The project I'm working on uses a "stack" for a certain component of the piping system. This comprises a series of plates with some thickness t and spacing x that fit within a tube. One of the plates is bisected widthwise by a diameter of the tube. If the thickness, number of plates, and tube diameter are known, what is the hydraulic radius of this shape?

The white area inside the red circle is the cross-sectional flow area
The perimeter of that white area is the wetted perimeter
The ratio of these two values is the value in question
 A: If a given region has a low point of y, then the angle formed between the lower-left and upper-left of the region and the downward line are $\theta_1$ and $\theta_2$ respectively.
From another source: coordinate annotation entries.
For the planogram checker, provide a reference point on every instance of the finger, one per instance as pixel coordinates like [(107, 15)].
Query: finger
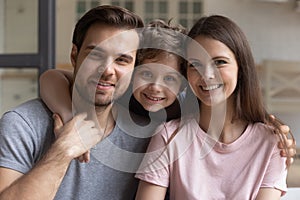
[(80, 158), (285, 129), (58, 124), (86, 156), (289, 161)]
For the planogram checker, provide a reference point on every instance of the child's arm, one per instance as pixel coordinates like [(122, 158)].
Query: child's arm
[(150, 191), (268, 194), (55, 91)]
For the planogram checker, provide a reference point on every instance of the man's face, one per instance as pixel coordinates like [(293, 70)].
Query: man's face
[(104, 64)]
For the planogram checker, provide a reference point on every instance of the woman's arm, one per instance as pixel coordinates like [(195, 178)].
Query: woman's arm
[(55, 86), (149, 191), (268, 194)]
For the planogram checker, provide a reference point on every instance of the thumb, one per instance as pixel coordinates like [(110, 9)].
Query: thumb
[(58, 124)]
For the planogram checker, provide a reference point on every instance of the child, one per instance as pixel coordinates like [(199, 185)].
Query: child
[(244, 162)]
$Perimeter(ABCD)$ is $|\overline{AD}| + |\overline{BC}| + Len(AB) + Len(CD)$
$$ \begin{align}
|\overline{AD}| = & 2R \sin(\theta_1) \\
|\overline{BC}| = & 2R \sin(\theta_2) \\
Len(AB) = & \frac{\theta_2 - \theta_1}{2\pi} \cdot 2\pi R = R(\theta_2 - \theta_1)\\
Len(BC) = &  R(\theta_2 - \theta_1)\\
\end{align}
$$
Hence, $Perimeter(ABCD) = 2R[\sin(\theta_1)+\sin(\theta_2)+\theta_2-\theta_1 ]$
$Area(ABCD)$ can be computed as $Area(OBMC) - Area(OAMD)$.
Given $y_1=|\overline{ME}|$ for arbitrary $y_1$, and your $t = |\overline{EF}|, y_2=y_1+t$:
$$ \begin{align}
& Area(OAMD) = \pi R^2 \frac{\theta_1}{\pi} = \theta_1 R^2 \\
& Area(OAED) = R^2\sin(\theta_1)\cos(\theta_1)\\
& \implies Area(AEDM) = R^2[ \theta_1 - \sin(\theta_1)\cos(\theta_1)] \\
\end{align}
$$
So the area of the region is the difference of the two:
$$ Area(ABCD) = Area(BCM) - Area(ADM) = \\
R^2[( \theta_2 - \sin(\theta_2)\cos(\theta_2) ) - 
( \theta_1 - \sin(\theta_1)\cos(\theta_1) ) ]
$$
$\theta_1$ can be calculated as: $$\theta_1 = \cos^{-1}\left(\frac{R-y}{R}\right), y=|\overline{ME}| $$
Note: this is just the area and perimeter for one of the white areas.  I don't know if it's valid to combine all of the regions for hydraulic radius.
A: One reasonable approximation would be assuming that every white rectangle has some width $w_i$ and height $x$. So your hydraulic radius, according to your description, should be computed as
$$\frac{\text{area}}{\text{perimeter}} =
\frac{\sum_i w_i x}{\sum_i 2w_i + 2x} \approx
\frac{x\sum_i w_i}{2\sum_i w_i} =
\frac x2$$
This approximation works if


*

*The number of plates is sufficiently high, so that the rectangle approximation is sound

*The special cases at the ends of the sequence, where shapes differ even further from the rectangular case, can be ignored as well

*You have $x\ll w_i$ so that you can ignore the short sides of the rectangles


If this is not enough, then I fear you'll have to do actual computations for all the dimensions involved. I doubt you'll end up with a simple decription without such approximations.